Porte on the podium after winning the 2013 Paris-Nice cycling race. EPA/Yoan Valat

That’s an impressive resume for one who is only nine or so years into his cycling career (see here for Porte’s full palmarès).

But it’s not just the podium places and the leader board efforts that should impress us about Richie Porte. More importantly, in public Porte simply comes across as a nice person. An everyday guy. An everyman.

His Tour Diary for Fairfax this year also shows that. Look at these snippets from Porte’s thoughts during this year’s Tour:

29 July: It is still the most amazing feeling to ride into Paris after three weeks of racing. It is a privilege to experience that after watching the Tour as a kid and seeing all the greats charge into Paris like that.

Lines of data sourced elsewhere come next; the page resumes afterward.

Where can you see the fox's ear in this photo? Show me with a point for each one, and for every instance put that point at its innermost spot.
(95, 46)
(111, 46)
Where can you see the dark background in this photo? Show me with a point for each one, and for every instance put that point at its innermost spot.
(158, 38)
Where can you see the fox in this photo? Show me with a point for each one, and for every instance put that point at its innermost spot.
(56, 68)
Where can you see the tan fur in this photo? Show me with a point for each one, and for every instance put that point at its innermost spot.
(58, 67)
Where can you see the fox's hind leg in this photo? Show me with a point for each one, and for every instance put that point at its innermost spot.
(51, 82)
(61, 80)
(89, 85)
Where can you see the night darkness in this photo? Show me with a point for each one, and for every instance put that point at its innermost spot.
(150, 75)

26 July: Pizza 21 is a real goody with prosciutto crudo, truffles, fresh tomatoes, and mozzarella…it is absolutely brilliant.

23 July: The highlight was at the team bus, when a French lady gave me a block of Toblerone chocolate. It was a pick-me-up I guess. It was a nice gesture. And coming this late in a Tour, especially when things are not going so well, such gestures can sometimes make a huge difference.

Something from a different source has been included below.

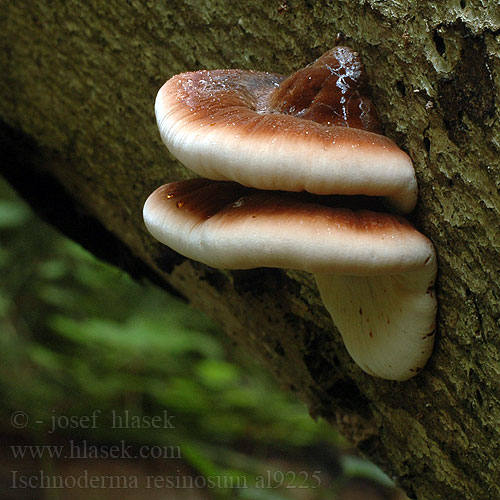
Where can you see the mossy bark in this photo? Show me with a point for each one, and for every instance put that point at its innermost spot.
(77, 87)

20 July: I’m going to keep keeping on. And as the old cliché goes: the sun will rise tomorrow. The team has been absolutely brilliant. I am not going to give up. Whatever I do now, I will be right behind the team strategy, whether it is for me or perhaps to allow someone else to have a chance.

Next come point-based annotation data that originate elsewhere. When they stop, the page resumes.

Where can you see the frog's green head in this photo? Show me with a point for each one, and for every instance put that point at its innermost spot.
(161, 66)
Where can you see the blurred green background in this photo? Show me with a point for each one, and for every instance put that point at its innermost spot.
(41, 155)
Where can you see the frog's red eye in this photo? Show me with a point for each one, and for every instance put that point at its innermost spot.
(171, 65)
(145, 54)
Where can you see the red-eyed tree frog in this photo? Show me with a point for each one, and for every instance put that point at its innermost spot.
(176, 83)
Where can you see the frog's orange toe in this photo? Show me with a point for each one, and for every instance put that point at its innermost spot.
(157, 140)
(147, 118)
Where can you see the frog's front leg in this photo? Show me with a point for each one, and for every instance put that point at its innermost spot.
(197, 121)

10 July: Being a pro bike rider is about throwing caution to the wind. The more you think about it, the worse it can be. All you can do is get on with it.

Porte writes about chocolate. He writes about pizza. He writes about teammates. He celebrates the wins of riders on rival teams. And he writes about not giving up.

This, from one of the world’s best professional cyclists competing in the biggest race. All class. All normal.

John Trevorrow, himself an accomplished Australian cyclist of yesteryear, said this of Porte in his recent book:

There is no doubt he can become one of the superstars of world cycling. But can Richie handle the pressure that will undoubtedly build as he moves from being the super domestique, who gets an occasional opportunity to shine, to the leader of the world’s number one team in a Grand Tour? If he does then the world is his oyster.

Winning isn’t everything

Everyone loves a winner, that’s true. However, if we care about ethics and integrity in the sports we love, and if we want to see good values modeled by the sportspeople we admire then we should be ready to notice and celebrate things such as humility, courage, determination, poise and optimism.

These things matter, especially when you’re not winning.

Richie Porte probably wouldn’t want to be the poster boy for the lofty ideas of ethics and integrity in Australian cycling. But the truth is he displays many admirable traits worth noticing, whether winning or losing.

Porte is widely regarded by Australian cycling fans and many experts as the next Australian professional rider most likely to win a Grand Tour such as the Tour de France.

This might be wishful thinking by fans and others impatient for a successor to Cadel Evans, now entering the twilight years of his amazing career.

However, regardless of whether or not Richie Porte fulfils the destiny expected of him, with personal traits like those on display during this year’s Tour de France he wins big either way.

And so does Australian cycling in my view.